There's nothing worse when you are trying to follow a weight-loss diet and hunger pangs just creep in. However, scientists have now found a way to reduce the feeling.
Working to unravel the complex wiring system that underlies this intense physiological state, investigators at Beth Israel Deaconess Medical Center (BIDMC) and the National Institute of Diabetes and Digestive and Kidney Diseases (NIDDK), part of the National Institutes of Health (NIH), have identified a long-sought component of this complicated neural network.

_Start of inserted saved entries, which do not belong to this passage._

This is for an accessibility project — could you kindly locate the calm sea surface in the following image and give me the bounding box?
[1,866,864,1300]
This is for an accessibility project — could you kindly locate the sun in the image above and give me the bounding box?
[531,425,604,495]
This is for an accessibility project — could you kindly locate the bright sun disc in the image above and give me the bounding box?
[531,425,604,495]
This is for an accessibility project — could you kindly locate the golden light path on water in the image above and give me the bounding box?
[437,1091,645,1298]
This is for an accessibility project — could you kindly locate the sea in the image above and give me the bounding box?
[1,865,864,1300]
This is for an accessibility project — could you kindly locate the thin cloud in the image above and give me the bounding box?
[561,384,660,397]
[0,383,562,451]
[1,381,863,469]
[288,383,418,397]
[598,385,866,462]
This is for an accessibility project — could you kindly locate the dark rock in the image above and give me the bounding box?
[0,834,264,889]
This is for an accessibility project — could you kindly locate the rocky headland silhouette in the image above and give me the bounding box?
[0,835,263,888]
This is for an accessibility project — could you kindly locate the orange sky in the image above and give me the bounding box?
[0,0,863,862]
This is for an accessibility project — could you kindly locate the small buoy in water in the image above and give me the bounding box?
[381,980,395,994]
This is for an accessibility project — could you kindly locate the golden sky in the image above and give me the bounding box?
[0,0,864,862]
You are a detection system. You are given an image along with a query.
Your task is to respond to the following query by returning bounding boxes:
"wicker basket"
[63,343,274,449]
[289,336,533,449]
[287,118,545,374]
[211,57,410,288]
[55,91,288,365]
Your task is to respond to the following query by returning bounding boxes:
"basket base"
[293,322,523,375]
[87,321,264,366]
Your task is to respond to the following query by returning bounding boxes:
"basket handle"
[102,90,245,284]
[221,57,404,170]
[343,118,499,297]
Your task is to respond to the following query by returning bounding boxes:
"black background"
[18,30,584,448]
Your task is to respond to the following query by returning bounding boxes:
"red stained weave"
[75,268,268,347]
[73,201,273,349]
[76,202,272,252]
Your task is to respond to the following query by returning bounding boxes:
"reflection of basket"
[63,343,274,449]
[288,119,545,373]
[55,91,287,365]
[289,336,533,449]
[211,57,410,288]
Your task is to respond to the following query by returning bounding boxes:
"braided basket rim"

The team has found that a melanoncortin 4 receptor-regulated (MC4R) circuit serves as the neural link that inhibits and controls eating. Their discovery shows that this brain circuit not only promotes fullness in hungry mice but also removes the almost painful sensation of grating hunger, findings that could provide a promising new target for the development of weight-loss drugs.
Study's co-senior author Bradford Lowell, MD, PhD, said that their results show that the artificial activation of this particular brain circuit is pleasurable and can reduce feeding in mice, essentially resulting in the same outcome as dieting but without the chronic feeling of hunger.
Lowell said that results suggested that the therapeutic targeting of these cells may reduce both food consumption and the aversive sensations of hunger - and therefore may be an effective treatment for obesity.
The findings are published online in Nature Neuroscience.